The US question: instead of in or out, is it who and how?
The US is still scheduled to leave the Paris Agreement in November, one day after the election. If Trump wins, the US will formally leave the Paris Agreement. If Biden wins, he has committed that the US would re-join. The real difference between a Trump or a Biden win is not just whether the US will be formally in or out, but whether US climate action and leadership will be taken at the national level, or by states and the private sector. Trump has rolled back or removed much of the Obama-instituted climate and energy legislation and is set to go further. The question is over the real effects on actual emissions from those rollbacks.
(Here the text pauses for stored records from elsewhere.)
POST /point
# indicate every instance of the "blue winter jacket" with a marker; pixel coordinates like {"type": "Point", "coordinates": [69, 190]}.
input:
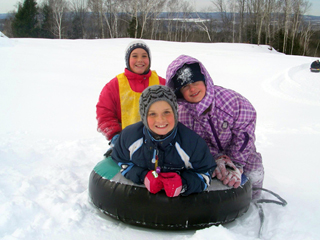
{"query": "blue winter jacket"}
{"type": "Point", "coordinates": [183, 152]}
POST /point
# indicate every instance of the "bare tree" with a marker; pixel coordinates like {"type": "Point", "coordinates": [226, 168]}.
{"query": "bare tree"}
{"type": "Point", "coordinates": [96, 6]}
{"type": "Point", "coordinates": [79, 10]}
{"type": "Point", "coordinates": [59, 7]}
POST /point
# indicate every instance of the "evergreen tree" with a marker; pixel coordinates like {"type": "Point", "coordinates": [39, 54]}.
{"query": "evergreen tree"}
{"type": "Point", "coordinates": [25, 20]}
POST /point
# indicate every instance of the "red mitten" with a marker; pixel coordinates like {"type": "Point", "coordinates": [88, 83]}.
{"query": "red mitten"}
{"type": "Point", "coordinates": [153, 184]}
{"type": "Point", "coordinates": [172, 183]}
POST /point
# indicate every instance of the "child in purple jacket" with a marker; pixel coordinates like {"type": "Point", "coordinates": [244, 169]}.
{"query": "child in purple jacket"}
{"type": "Point", "coordinates": [222, 117]}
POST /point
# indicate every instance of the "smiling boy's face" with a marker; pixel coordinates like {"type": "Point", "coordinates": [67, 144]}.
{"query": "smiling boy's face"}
{"type": "Point", "coordinates": [194, 92]}
{"type": "Point", "coordinates": [139, 61]}
{"type": "Point", "coordinates": [160, 118]}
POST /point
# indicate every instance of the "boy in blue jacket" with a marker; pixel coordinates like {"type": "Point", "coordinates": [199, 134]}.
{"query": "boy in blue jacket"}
{"type": "Point", "coordinates": [160, 152]}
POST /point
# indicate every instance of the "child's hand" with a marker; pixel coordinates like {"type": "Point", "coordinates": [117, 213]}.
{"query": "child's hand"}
{"type": "Point", "coordinates": [172, 183]}
{"type": "Point", "coordinates": [152, 183]}
{"type": "Point", "coordinates": [233, 179]}
{"type": "Point", "coordinates": [227, 172]}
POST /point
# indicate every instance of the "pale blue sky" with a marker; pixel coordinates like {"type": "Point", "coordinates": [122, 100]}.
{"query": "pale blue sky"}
{"type": "Point", "coordinates": [9, 5]}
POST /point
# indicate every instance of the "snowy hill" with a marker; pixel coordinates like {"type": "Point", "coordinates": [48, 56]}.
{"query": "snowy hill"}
{"type": "Point", "coordinates": [49, 143]}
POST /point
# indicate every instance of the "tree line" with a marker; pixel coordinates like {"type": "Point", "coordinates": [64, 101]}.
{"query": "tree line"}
{"type": "Point", "coordinates": [278, 23]}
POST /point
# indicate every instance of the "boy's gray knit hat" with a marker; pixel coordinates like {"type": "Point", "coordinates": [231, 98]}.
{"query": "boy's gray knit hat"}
{"type": "Point", "coordinates": [154, 94]}
{"type": "Point", "coordinates": [133, 45]}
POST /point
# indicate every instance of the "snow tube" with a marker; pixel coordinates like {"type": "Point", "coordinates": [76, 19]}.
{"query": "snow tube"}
{"type": "Point", "coordinates": [130, 203]}
{"type": "Point", "coordinates": [314, 69]}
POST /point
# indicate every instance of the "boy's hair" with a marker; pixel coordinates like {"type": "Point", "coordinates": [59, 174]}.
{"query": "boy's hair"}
{"type": "Point", "coordinates": [188, 73]}
{"type": "Point", "coordinates": [154, 94]}
{"type": "Point", "coordinates": [133, 45]}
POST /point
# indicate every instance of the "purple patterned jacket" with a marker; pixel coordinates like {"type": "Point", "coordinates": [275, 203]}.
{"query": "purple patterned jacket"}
{"type": "Point", "coordinates": [224, 119]}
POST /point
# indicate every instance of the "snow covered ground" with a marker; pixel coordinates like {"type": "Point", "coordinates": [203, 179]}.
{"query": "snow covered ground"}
{"type": "Point", "coordinates": [49, 143]}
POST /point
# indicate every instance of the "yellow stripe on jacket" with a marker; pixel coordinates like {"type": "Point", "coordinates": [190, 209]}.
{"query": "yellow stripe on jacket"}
{"type": "Point", "coordinates": [129, 100]}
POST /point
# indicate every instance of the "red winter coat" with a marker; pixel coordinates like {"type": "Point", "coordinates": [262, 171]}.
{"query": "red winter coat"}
{"type": "Point", "coordinates": [108, 106]}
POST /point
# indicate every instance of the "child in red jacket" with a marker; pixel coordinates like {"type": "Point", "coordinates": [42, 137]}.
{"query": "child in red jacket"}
{"type": "Point", "coordinates": [118, 104]}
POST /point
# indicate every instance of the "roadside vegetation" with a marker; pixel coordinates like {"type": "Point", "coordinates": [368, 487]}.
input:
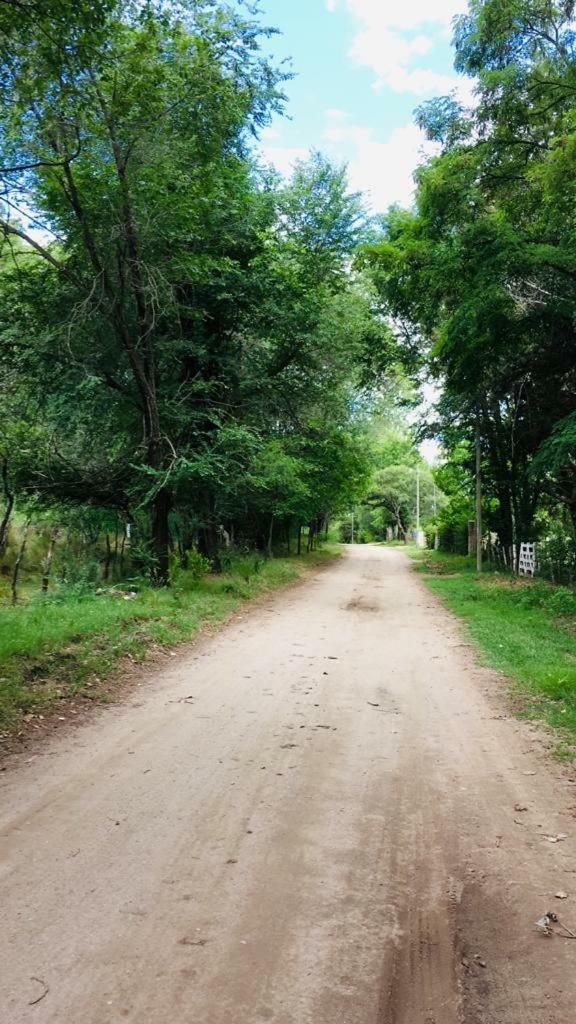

California has committed to ending the sale of new gas and diesel cars by 2035. Michigan has set a goal of net zero by 2050, and some of the biggest energy utilities have already set their own net zero targets. With more than 64% of Americans now in favour of climate action – and over half saying that addressing climate change will help the economy post covid-19 - it is more than likely that this will translate into more net zero commitments from both states and corporates across the US over the coming year. With some form of US climate action all but certain, no matter who is in the White House, the question to focus on is what that action will look like and in what form. A key battleground will be the use of carrots versus sticks – incentives versus taxes – and which industries are targeted first.